Principal Investigator: Professor Nicole Roy, Department of Human Nutrition, University of Otago
Co-lead Investigator: Professor Richard Gearry, Academic Head, Department of Medicine, University of Otago, Christchurch
In New Zealand’s large and growing food export markets in Asia, we know that digestive health is a common and rising topic of concern. Healthy digestion is critical to physical health, mental health, and wellbeing. Approximately 30% of the population has at least one of the functional gastrointestinal disorders where “everything looks normal,” and there is no detectable disease, but there are abnormal digestive processes such as altered transit and hypersensitivity. The mechanisms underpinning these health parameters are poorly defined.
The Digestive Health Priority Research Programme focuses on New Zealand food and beverage products for improving gastrointestinal function and comfort. We seek to understand the linkages between diet, gastrointestinal symptoms and disorders, metabolism, physiology, and microbial populations (“the microbiome”) to better predict food-health relationships. This scientific evidence will enable the New Zealand food and beverage industry to market the gastrointestinal health benefits of foods and ingredients in export markets.

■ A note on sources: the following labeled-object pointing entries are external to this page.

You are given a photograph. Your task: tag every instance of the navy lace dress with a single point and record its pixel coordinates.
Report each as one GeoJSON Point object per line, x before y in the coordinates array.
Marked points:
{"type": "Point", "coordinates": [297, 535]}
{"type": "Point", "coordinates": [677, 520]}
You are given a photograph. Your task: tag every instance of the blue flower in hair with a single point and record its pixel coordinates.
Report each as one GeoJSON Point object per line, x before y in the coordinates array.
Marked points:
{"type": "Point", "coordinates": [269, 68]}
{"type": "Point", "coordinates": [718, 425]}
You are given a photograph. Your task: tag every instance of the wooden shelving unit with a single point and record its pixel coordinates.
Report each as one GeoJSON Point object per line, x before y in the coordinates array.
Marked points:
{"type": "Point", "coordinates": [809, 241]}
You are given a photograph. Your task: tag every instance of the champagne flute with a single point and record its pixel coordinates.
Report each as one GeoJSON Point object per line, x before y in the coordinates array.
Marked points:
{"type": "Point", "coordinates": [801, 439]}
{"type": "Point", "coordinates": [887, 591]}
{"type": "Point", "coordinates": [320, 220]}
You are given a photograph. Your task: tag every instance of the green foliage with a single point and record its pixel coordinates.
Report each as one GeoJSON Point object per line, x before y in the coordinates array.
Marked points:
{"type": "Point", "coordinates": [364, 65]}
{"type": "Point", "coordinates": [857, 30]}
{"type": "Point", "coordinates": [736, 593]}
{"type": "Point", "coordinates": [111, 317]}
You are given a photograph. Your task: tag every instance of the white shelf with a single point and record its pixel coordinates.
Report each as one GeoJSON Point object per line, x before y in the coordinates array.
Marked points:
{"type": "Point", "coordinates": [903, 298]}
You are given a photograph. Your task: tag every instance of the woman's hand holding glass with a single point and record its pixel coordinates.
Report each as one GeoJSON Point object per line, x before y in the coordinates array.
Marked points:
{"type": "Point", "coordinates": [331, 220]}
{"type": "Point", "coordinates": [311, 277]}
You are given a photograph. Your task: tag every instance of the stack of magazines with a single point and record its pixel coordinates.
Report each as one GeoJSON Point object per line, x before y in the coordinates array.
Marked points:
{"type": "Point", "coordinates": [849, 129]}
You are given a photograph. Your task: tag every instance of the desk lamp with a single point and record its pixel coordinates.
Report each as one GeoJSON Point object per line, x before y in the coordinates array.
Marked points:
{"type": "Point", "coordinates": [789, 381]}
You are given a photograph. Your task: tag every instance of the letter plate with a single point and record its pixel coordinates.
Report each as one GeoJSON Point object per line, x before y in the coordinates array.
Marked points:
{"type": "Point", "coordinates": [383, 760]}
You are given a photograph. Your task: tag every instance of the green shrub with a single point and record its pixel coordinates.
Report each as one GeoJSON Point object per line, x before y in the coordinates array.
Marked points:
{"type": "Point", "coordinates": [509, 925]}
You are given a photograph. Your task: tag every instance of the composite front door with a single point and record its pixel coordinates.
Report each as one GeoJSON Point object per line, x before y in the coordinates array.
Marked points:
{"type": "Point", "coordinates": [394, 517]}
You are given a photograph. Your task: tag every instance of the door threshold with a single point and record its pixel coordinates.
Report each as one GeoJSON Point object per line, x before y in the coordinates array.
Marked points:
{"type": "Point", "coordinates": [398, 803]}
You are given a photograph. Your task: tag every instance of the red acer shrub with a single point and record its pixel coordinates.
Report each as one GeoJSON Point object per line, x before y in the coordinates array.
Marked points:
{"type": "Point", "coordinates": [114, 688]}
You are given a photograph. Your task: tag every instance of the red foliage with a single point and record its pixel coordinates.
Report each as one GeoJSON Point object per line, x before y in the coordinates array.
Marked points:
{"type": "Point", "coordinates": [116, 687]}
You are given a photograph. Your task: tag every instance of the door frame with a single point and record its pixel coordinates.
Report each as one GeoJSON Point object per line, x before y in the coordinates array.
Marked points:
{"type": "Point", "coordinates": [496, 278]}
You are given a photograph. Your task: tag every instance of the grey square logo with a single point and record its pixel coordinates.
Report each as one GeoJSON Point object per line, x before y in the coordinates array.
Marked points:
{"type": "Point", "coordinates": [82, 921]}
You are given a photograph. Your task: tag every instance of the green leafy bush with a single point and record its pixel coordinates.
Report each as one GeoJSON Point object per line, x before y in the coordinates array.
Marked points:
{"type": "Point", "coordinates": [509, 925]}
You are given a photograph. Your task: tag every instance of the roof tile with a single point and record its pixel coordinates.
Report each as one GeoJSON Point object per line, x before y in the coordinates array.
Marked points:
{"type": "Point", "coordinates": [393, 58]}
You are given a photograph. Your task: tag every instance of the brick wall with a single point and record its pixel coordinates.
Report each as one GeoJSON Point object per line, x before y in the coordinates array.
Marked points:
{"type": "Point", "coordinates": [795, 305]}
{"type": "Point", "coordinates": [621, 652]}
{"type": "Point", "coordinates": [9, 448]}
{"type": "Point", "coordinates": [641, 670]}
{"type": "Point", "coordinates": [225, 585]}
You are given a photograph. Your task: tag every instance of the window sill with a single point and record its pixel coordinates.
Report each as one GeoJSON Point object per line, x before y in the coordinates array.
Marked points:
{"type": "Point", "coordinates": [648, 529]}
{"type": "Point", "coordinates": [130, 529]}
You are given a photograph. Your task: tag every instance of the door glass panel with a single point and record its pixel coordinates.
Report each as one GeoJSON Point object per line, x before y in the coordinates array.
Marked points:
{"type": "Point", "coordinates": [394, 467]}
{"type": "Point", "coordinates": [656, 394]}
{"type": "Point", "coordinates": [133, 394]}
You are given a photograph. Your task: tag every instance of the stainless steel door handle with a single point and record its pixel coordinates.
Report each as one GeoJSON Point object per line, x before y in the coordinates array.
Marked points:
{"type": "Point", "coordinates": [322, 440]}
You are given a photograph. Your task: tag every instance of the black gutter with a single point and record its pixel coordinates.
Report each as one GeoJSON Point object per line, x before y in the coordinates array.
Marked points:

Our understanding of the linkages between diet, gastrointestinal symptoms, metabolism, physiology, and the microbiome has been enabled by the establishment of a participant cohort, named COMFORT, and a database of information relating to the cohort. A world-first validated questionnaire, the Food and Symptom Times diary, was developed. This questionnaire addresses a knowledge gap by enabling the food consumed by someone on a given day to be linked with gastrointestinal symptoms. Other validated questionnaires addressing gastrointestinal symptoms, anxiety and depression symptoms, and quality of life were used to cluster the participants recruited into the COMFORT cohort into a healthy control group or a group of individuals with constipation or diarrhoea – including irritable bowel syndrome. International collaborations have enabled world-leading methods to analyse a comprehensive suite of metabolites present in plasma, urine, and breath samples obtained from the participants.
Our analyses have highlighted differences between participants with gastrointestinal symptoms and healthy symptom-free control participants. We have seen perturbations in amino acid and lipid metabolism that are known to be associated with gastrointestinal dysfunction. Analysis of the microbiome genetic information in stool samples has shown potential microbial mechanisms that distinguish between participants with functional gastrointestinal disorders and healthy participants. These results provide an important step in understanding how the microbiome impacts human health when the gastrointestinal function is suboptimal. Our approach has enabled greater knowledge of microbiome composition and function than other studies, and we now have strong evidence that we can cluster these gastrointestinal disorders based on metabolic and microbial biomarkers.
We continue to work closely with the New Zealand food and beverage industry to ensure our research is relevant to the industry, including evaluating food products and ingredients in clinical settings relevant to digestive health. We are developing new projects with Māori and non-Māori food and beverage entities for evaluating food-rongoā for improved digestive health outcomes. We have continued strengthening Māori researcher capacity and capability. We support the mission of the High-Value Nutrition National Science Challenge to generate knowledge and capability that the New Zealand food and beverage industry can utilise to develop high-value foods with validated health outcomes and thus increase export revenues.
Professor Nicole Roy
Nicole completed her PhD in Canada and the United States and post-doctoral studies in Scotland. Here she focused on how nutrition and food components can modify inter-organ nutrient partitioning and communication using tracer kinetics, animal models and in vitro models.
Nicole is also an Adjunct Professor at the Riddet Institute.